Experimental chef Heston Blumenthal famously served up his seafood dish ‘Sound of the Sea’ complete with an iPod that played the sound of lapping waves. The thinking behind this little piece of theatre was that it would enhance the taste of the food. Anyone who has enjoyed fish and chips on a seafront will recognise a truth – they just seem to taste better.
Neuroscience testing backs up this hunch. Although our sense of taste is the primary means by which we assess food, the rest of our senses also kick in. Sight, sound, smell and touch provide valuable information to our brains about how tasty something is likely to be – a valuable lesson to brands carrying out sensory experiences.
In tests, consumers rated brown M&Ms as more chocolatey than green ones even though they were the same. Cadbury found that a more rounded shape to bars was rated as sweeter. In another study, drinkers rated wine as more pleasant if they sampled it while stroking velvet rather than sandpaper. The sound of a cork being popped resulted in participants in another study rating the same wine as of better quality and more appropriate for a celebration.
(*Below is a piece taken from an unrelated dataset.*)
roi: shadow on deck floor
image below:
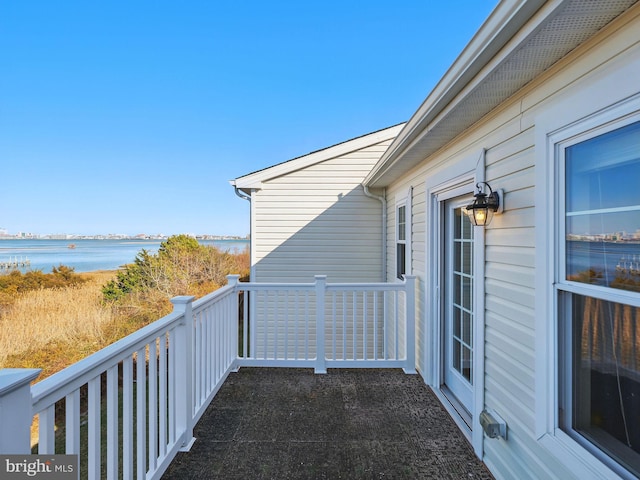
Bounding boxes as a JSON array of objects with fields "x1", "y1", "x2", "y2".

Restaurants have been smart to this for years, tweaking everything from the colour of the décor and the sightlines to the kitchen, to the music they play and the shape of their plates. Each of these sends out a subtle signal that enhances the enjoyment of the food.
Brands too are beginning to realise the potential of activities that appeal to more than one sense.
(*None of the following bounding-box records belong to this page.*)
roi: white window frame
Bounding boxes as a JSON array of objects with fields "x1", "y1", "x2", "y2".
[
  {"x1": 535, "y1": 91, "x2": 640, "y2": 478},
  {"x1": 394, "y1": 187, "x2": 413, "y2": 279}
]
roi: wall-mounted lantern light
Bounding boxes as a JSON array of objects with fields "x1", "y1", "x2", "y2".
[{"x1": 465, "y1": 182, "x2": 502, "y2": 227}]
Green & Black’s recently demonstrated the power of a multisensory approach with a campaign to promote the launch of its new Velvet Fruits product. The brand sat the individual down on a high-backed velvet chair, allowing them to taste the product in a relaxed environment. Neuroscience testing found that introducing sensory cues left a positive imprint on consumers, helping increase a person’s motivation to purchase.
Boursin did something similar, creating a ‘Sensorium’ using VR and scents wafted over consumers to take them through a virtual fridge full of mouth-watering fresh ingredients. Coke adopted a fresh approach to sensory experiences in Australia where it placed ice cold bottles in chill bags of taxis, presenting passengers with an unexpected thirst quencher on a hot day.
Brands have always understood the power of getting a product into someone’s hand to try it for themselves. However, traditional approaches have tied one hand behind their backs. Rather than restricting themselves to the simple taste test, activities that appeal to more than one sense create a more lasting message, driving home the brand’s appeal, improving recall and appreciation.
And that can only be good for sales. It’s common sense.